12

915 62 111
                                    

Ten çok yorucu bir günün sonunda eve gelip tam rahatlayacağını düşündüğü anda Jaemin'in odasından gelen ağlama sesleriyle beraber koşarak kardeşinin yanına gitti.

Biricik kardeşi salya sümük ağlıyordu ve buna kim neden olduysa -ki kimin yaptığını gayet de iyi biliyordu aslında- o kişiyi tekme tokat dövmeye hazırdı. Ama bir şey yapamayacağı gayet aşikârdı. Sevdiği çocuğun kardeşine zarar verseydi bu onun aleyhine bir seçim olurdu.

Zavallı Ten sayamayacağı kadar uzun bir süredir Johnny adlı umursamaz herifin tekine karşı hisler besliyordu. Ya da belki de Johnny umursamaz değildi de Ten özgüvensizliğini Johnny'e suç atarak örtbas etmeye çalışıyordu da diyebilirdik. Çünkü Johnny'nin ciddi manada hiçbir şeyden haberi yoktu.

Bir seneyi aşkın bir süredir aynı iş yerinde çalışıyorlardı. Ancak çok da samimi olacak vakti bulamamışlardı bu süre zarfında. Ten her daim onun yaptıklarını takip ediyor, onun hakkında bilgi edinmeye çalışıyor ve bir şekilde onunla samimi olmaya çalışıyordu. Ama tüm bunların yanında da tek düşüncesi "Koskoca şirkette herkes bitti benimle mi samimi olacak? Daha neler!" diyerek kendini iyiden iyiye özgüvensizleştiriyor, Johnny ile ilgili hayallerinden vazgeçmeye çalışıyordu.

Ancak bizim aptal aşığımız Ten, her şeyin farkında olduğunu düşünse de aşk onun gözlerini sevdiği kişinin de onu sevmeye başladığını fark edemeyecek kadar körleştirmişti.

Johnny daha önce de birkaç kez iş gereği konuşmuş olmalarına rağmen onu ilk olarak bir toplantıda fark etmişti. Kısa boyundan dolayı giydiği takım elbisenin içinde kaybolacaktı ve bu Johnny'e aşırı tatlı gelmiş, o günden sonra hep Ten'i izlemeye başlamıştı. O da iki ay boyunca Ten'in kendisini deli gibi sevdiğini bilmeden ona karşı kalbinde filizler yeşermesine engel olamamıştı.

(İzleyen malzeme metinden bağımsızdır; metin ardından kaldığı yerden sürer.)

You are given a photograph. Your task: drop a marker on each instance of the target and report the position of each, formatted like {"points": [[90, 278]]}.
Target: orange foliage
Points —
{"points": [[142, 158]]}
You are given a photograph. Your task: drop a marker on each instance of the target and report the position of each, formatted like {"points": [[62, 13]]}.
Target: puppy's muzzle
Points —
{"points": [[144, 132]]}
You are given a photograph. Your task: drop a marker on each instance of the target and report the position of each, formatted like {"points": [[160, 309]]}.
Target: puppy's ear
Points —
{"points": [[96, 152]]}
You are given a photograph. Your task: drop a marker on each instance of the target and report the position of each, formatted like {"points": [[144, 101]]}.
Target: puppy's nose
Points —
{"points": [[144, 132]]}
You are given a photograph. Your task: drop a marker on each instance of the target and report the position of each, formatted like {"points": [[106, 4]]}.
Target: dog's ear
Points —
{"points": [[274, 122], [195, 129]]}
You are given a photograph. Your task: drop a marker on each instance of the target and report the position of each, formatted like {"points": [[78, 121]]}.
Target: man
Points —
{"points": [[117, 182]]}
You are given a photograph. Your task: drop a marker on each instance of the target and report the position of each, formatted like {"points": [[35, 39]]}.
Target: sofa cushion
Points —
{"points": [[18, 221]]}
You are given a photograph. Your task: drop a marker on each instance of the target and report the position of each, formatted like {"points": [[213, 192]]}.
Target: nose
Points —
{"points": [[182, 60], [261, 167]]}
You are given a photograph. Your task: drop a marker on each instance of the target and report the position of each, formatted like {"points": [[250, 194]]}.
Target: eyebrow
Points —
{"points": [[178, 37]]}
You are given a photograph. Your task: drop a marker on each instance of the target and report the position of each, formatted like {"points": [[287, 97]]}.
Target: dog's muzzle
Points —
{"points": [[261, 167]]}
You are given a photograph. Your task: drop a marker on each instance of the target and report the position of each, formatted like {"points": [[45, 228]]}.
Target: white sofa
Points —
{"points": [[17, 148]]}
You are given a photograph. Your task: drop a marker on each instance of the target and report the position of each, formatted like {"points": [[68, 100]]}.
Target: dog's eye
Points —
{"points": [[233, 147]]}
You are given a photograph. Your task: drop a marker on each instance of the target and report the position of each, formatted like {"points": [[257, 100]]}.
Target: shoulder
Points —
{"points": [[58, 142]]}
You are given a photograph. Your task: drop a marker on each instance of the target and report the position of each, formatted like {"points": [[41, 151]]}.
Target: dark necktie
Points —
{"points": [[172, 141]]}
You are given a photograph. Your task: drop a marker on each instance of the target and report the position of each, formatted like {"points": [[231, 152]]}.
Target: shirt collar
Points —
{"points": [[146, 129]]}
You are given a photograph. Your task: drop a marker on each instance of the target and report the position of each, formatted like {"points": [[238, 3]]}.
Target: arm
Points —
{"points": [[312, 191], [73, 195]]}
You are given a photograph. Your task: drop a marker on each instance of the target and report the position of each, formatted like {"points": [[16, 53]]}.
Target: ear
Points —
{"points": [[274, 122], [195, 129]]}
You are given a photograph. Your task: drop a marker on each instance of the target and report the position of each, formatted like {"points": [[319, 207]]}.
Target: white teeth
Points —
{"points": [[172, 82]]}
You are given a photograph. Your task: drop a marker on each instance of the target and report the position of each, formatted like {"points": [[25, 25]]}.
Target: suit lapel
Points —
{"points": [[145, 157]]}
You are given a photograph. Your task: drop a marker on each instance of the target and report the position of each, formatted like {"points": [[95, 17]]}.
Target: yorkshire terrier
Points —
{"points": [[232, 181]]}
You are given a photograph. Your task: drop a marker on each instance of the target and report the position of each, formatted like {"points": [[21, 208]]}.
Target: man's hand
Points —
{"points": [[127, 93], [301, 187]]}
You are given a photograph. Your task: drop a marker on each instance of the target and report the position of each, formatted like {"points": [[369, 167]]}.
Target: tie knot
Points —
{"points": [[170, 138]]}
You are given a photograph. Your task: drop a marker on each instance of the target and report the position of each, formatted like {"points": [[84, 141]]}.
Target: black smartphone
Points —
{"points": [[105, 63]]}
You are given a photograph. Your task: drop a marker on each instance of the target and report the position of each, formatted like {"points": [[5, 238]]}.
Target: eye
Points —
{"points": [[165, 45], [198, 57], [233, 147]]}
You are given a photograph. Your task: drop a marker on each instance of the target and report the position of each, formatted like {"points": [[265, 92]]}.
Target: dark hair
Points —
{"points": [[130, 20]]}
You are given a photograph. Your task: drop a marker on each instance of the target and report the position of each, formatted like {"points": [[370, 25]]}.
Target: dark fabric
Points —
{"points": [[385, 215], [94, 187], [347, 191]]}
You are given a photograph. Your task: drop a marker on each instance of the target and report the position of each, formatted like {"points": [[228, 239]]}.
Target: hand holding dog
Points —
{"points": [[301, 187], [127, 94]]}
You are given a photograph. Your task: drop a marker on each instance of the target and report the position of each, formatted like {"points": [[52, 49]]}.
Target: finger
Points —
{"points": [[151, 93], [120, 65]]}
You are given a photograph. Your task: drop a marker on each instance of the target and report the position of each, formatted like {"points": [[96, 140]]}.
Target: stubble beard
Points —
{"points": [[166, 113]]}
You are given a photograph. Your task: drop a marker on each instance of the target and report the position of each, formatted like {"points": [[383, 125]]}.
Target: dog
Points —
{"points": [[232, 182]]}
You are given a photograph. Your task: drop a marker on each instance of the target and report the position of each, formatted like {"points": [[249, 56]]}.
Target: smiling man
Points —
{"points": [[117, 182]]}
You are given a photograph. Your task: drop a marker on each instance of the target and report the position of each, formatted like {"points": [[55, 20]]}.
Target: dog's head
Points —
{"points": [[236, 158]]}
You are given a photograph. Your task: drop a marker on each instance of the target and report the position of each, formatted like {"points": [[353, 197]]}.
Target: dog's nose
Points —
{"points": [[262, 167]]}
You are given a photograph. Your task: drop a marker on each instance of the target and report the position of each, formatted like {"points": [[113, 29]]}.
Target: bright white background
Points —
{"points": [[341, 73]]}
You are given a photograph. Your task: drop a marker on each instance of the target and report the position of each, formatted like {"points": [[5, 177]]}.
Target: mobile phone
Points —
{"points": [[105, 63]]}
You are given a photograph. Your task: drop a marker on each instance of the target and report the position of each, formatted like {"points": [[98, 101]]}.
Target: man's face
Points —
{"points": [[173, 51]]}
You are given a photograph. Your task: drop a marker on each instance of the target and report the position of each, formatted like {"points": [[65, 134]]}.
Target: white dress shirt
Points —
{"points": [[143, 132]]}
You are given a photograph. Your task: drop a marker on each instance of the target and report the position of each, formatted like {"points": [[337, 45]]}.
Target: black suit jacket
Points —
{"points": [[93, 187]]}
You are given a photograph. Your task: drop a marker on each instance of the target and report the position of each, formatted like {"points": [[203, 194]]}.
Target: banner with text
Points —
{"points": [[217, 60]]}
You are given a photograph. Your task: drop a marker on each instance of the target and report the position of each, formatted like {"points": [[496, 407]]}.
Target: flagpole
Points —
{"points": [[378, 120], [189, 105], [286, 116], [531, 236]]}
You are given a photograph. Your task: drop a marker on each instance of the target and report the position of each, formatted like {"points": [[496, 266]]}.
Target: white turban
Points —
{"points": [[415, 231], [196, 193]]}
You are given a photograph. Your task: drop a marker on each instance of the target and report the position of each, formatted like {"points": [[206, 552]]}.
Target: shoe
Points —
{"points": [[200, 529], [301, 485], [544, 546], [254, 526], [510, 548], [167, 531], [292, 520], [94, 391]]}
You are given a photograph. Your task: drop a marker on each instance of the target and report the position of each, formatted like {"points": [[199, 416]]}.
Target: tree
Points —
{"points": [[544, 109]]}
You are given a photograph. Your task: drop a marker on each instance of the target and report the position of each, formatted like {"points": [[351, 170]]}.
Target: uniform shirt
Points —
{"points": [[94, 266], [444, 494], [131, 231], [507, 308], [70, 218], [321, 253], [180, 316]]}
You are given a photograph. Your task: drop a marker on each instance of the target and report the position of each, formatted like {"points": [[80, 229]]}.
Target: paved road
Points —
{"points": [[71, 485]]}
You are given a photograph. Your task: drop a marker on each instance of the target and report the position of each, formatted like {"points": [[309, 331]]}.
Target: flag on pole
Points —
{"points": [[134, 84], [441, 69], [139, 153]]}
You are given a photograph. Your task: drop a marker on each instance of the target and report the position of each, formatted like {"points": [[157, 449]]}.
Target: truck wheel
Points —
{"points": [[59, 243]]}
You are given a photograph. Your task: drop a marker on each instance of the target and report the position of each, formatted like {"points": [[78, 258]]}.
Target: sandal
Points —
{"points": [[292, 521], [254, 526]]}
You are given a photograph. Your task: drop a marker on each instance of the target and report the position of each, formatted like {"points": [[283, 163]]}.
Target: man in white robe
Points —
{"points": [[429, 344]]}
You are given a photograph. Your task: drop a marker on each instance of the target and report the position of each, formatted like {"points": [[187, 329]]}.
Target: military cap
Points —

Yaşını, hangi üniversiteden mezun olduğunu, ailesini, neleri sevip sevmediğini, yaşadığı yeri -karşılıklı apartmanlarda olduklarını öğrenince gerçekten çok mutlu olmuştu- her şeyi teker teker öğrenmişti Johnny. Ancak Ten'in hâlâ hiçbir şeyden haberi yoktu.

Şirket çalışanları arasında yapılan bir partide Johnny ani bir kararla Ten'in yanına gitmeye karar vermişti. O akşam ufak tefek şeylerden konuşmuşlar -daha doğrusu ikisi de heyecandan konuşamamıştı- ve aniden samimi olmuşlardı. Ancak ikisi de hâlâ birbirlerini sevdiklerini gizliyordu. Ta ki bugüne kadar.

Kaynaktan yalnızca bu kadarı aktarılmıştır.